What is Facilities Management?
Facilities management consists in managing the physical infrastructure of an organization. This ranges from recurring services such as cleaning to security and maintenance (hydraulic, electrical, etc.). Therefore, good facilities management is essential for the well-being of employees and customers – after all, who would like to visit or frequent a poorly maintained environment?
Services in Facilities Management and who needs them
The area of facilities can be understood as more or less broad. Even so, the vast majority will certainly classify as facilities services those directly related to the maintenance of the physical space:
- Electrical maintenance
- Construction and renovation
- Internal logistics
Facilities management is therefore a complex operation, involving several professionals from different areas, and requiring spot-on coordination.
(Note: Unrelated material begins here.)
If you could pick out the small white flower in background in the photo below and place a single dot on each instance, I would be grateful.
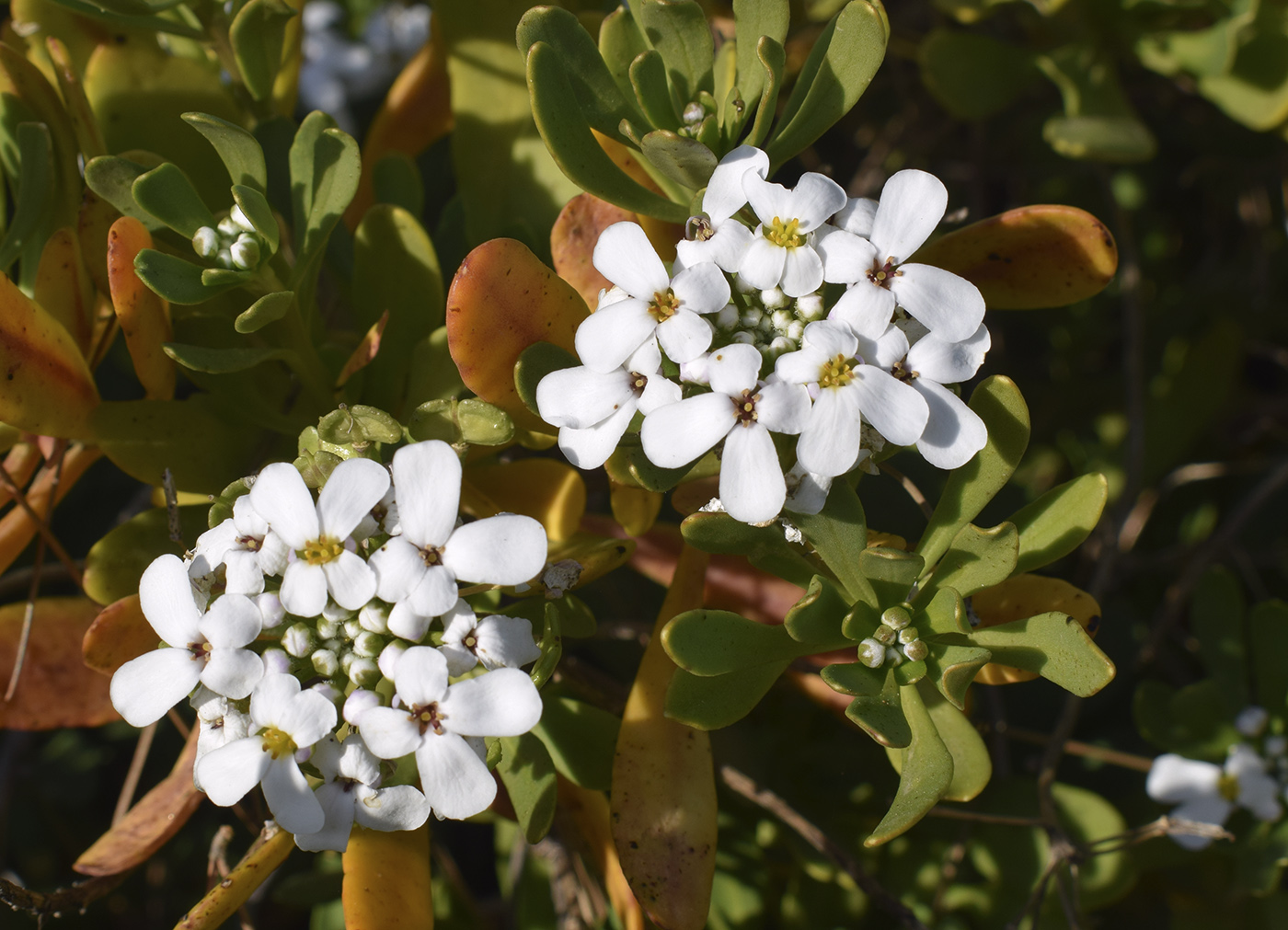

This makes the good use of technology to integrate all these services indispensable, which is more critical the more infrastructure the company has.
In particular, businesses with infrastructure made to be “inhabited” have high costs to manage their facilities. Some examples are:
- Hospitals: inventory control, cleaning and hospital hygiene
- Shopping centers: cleaning, hydraulic and electrical maintenance, air conditioning, security, kitchen and restaurant infrastructure
- Hotels: cleaning (particularly of guest rooms), hydraulic and electrical maintenance, air conditioning, security, catering infrastructure
In the industrial sector there are also very specific maintenance demands, which may require very specialized professionals.
With these examples alone it is possible to see how essential facilities management is, and how much resources it moves around the world.
Challenges of the sector
The great challenge in facilities management has a name: efficiency. And not surprisingly, since it is a management task – its purpose is precisely to perform a task that would be performed anyway, but in a faster and cheaper way. The efficiency of the operation can be divided into two factors: the efficiency of the professionals in performing the service, and the efficiency of the manager in managing the professionals.
Finding qualified professionals
This is a problem for any organization: how to find good employees? If your business is developing facilities management internally, it will be your responsibility to recruit these professionals, and it will be in your interest that they are recruited well, so that you don’t have to look for new ones later on.
That’s why it’s worth investing in quality recruiting, looking at the disposition of employees and their reliability (especially for security collaborators).
There is always the choice, of course, to outsource this service. As much as this eases and abstracts the process of finding professionals, the quality control of the employees is also lost. In particular, if the facilities service provider itself outsources recruitment, it may be difficult to have any quality assurance, since the contracted company is also not responsible for the professionals. Therefore, look for reliable partners when outsourcing.
Managing the team
Far beyond planning, the management of a team of facilities employees also involves communication and control of activities. It is in these two topics that technology has become indispensable, precisely because it makes everything easier. At least in principle.
If you use spreadsheets to organize your operations, beware. They are very prone to error, and were not made to manage processes, but to perform calculations in tables. It is from this inadequacy that the need for dedicated software for process management arises.
However, in the current market, there is a vacuum of modern and customizable systems for complex operations such as facilities, but that are not extremely expensive and directed to giant corporations.
The facility manager today tends to be torn between limited and affordable software and software with too much functionality, but at exorbitant prices. Modern “process management” software (like Airtable, Asana and Coda.io) is usually targeted at technology companies, which do not have operational problems as complex as facilities management.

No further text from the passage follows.